Bubble teas and breads at Sweet Hut Bakery are an essential Buford Highway stop for many; the owners of that particular spot struck gold again with this casual, modern hang for what’s billed as Malaysian cooking, but actually ends up more Malaysian-ish, skating rather freely around Asia for inspiration. When you think about where you are, this seems only fitting. From Hainanese chicken to kimchi fried rice, roti canal to big plates of char siu pork, you’re covered here—there are certainly plenty of restaurants nearby with a more singular focus, starting next door at the also quite modern Dish Korean Cuisine, or the thoroughly Malaysian Mamak, just up the street, but Food Terminal feels like the one that's currently having all the fun.
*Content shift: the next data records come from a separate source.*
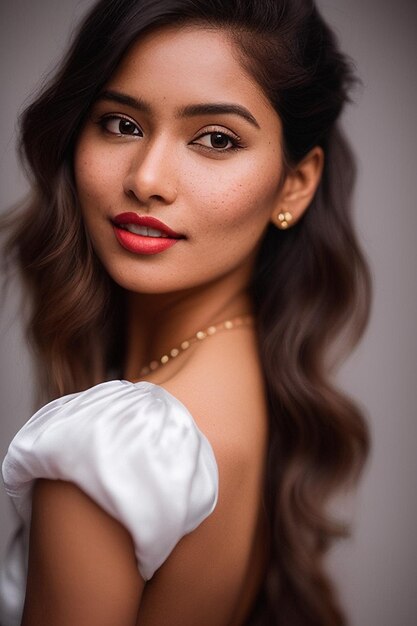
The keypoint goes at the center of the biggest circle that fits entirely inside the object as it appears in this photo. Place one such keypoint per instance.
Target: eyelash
(234, 139)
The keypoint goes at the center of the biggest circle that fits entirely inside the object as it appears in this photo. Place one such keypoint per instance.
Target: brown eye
(120, 126)
(216, 140)
(219, 140)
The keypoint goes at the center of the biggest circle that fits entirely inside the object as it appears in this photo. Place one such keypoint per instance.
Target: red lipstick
(142, 242)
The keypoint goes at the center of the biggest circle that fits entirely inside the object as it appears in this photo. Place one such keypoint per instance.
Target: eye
(118, 125)
(219, 141)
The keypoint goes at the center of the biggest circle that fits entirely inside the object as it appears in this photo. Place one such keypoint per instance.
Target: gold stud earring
(284, 219)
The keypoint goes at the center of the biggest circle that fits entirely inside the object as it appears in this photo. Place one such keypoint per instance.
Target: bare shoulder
(222, 387)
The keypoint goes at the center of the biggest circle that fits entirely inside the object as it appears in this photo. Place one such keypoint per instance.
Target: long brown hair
(310, 282)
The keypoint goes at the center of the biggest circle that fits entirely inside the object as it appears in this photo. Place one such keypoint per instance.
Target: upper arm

One of the things you quickly learn about Buford Highway is that it has a lot of everything, and that certainly goes for bakeries, specifically Asian bakeries; while you could content yourself with chain imports like Paris Baguette, or Tous Les Jours, and go away quite happy, you’d be missing out on something far better. With only two locations, both right here in Atlanta, this homegrown Korean bakery is what so many of the chains might have been, before they went multinational; from soft buns stuffed with strawberries and fresh cream to fairly impressive kouign amann and madeleines, there’s a stunning amount to choose from, and a generous amount of samples laid out, that will likely result in you walking out with far more than you might have expected. (It helps that prices are more than reasonable.) Bonus: There’s a pretty good coffee bar in here, too.